Latest News

Asia spot prices drop to a 20-month low due to weak demand

The price of Asian spot liquefied gas fell to a new 20-month low last week due to weak demand and abundant supplies in the region.

The average LNG price for February deliveries into Northeast Asia Industry sources estimate that the price per million British thermal units was $9.50, down from $10 last week and its lowest level since April 2024.

The decline was driven by the continued weakness in Northeast Asian gas consumption, said Nelson Xiong of data and analytics company Kpler. He added that strong Japanese renewable energy generation and firm Chinese pipeline gas supply contributed to LNG demand weakening.

"We expect JKM to remain slightly lower. Heating demand is likely to be affected by warmer-than-seasonal temperatures in Northeast Asia, "while Pacific LNG supplies remain ample", he said.
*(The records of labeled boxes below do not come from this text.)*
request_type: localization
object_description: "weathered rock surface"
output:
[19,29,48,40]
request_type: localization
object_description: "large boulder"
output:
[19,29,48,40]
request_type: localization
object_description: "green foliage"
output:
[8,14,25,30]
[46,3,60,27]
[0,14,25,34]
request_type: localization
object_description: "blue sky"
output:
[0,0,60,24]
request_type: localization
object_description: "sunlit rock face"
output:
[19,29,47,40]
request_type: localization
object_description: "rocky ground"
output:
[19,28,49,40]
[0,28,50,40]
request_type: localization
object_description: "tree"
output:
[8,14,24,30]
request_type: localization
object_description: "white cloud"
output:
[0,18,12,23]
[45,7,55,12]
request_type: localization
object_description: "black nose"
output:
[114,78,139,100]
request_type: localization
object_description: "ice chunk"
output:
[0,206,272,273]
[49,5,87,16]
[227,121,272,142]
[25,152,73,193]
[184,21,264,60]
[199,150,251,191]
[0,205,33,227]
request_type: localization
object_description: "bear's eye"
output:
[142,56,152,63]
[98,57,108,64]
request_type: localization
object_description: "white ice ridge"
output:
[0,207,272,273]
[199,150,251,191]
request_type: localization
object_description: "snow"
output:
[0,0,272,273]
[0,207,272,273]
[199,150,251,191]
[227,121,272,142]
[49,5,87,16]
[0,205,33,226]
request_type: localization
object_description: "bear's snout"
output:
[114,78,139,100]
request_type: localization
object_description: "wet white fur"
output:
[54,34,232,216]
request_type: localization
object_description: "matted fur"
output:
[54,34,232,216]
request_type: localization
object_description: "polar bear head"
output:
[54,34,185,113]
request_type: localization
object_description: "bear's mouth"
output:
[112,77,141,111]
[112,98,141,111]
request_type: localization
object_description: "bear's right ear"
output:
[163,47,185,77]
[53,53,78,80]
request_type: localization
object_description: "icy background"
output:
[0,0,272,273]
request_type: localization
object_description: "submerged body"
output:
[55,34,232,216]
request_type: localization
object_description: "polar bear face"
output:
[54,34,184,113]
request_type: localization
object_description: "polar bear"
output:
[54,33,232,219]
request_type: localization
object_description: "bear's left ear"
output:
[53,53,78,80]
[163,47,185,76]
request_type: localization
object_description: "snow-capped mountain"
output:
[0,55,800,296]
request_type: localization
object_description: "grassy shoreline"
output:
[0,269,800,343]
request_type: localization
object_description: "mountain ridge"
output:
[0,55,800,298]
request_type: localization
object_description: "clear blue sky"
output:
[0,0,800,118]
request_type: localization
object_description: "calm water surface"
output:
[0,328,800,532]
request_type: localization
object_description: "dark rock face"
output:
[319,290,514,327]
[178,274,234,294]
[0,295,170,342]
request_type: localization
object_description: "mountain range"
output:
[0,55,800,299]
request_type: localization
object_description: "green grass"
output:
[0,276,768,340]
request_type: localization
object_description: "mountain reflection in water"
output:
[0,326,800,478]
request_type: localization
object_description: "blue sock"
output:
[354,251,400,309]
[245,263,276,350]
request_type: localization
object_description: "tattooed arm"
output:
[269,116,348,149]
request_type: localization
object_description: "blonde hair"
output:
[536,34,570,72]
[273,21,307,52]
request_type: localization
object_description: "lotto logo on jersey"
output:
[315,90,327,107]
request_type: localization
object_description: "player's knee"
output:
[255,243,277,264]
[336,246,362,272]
He was referring to the Japan-Korea Marker price assessment of spot physical cargoes across Asia.

Last week, the?drop in prices had prompted some importers who were price-sensitive to buy LNG. The demand for LNG from China is not significant, and many are aiming to import LNG at a price of $8/mmBtu or lower, according to Martin Senior, Argus' head of LNG pricing.

S&P Global Energy's daily Northwest Europe LNG Marker price benchmark (NWM) for cargoes to be delivered in February, on a de-ship basis (DES), was $8.881/mmBtu?on 18 December. This is a $0.54/mmBtu reduction from the price at TTF hub.

Spark Commodities rated the January price as $9.009/mmBtu.

The market is fundamentally well-supplied, thanks to robust pipeline gas flows, and an influx of U.S. spot LNG into Europe. The market has been cautious despite forecasts of colder weather in the first few months of 2019. Aly Blakeway is manager for Atlantic LNG at S&P.

Blakeway said that as Europe's storage levels are lower than they were in the past, buyers could be forced to increase their LNG purchases in January and Febraury.

The surge in offers has affected the pricing of gas, but there has been a strong increase in interest from buyers, especially for delivery early 2026, mainly due to lower renewable production and rapidly depleting gas stocks.

Seb Kennedy, an independent gas analyst, says that hedge funds increased their net short positions in TTF futures last week but lowered the rate at which they bought short as cooler temperatures and supply disruptions curbed the bearish sentiment.

He added that commercial operators have continued to buy the dip and their net long position has reached a new record high.

Qasim Afghanistan, Spark Commodities analyst, stated that in LNG freight, Atlantic rates dropped for the third consecutive week to $92,000/day while Pacific rates decreased to $75,750/day.

Both the U.S. front month arbitrage to Northeast Asia via Cape of Good Hope, and the arbitrage via Panama point towards Europe, he said.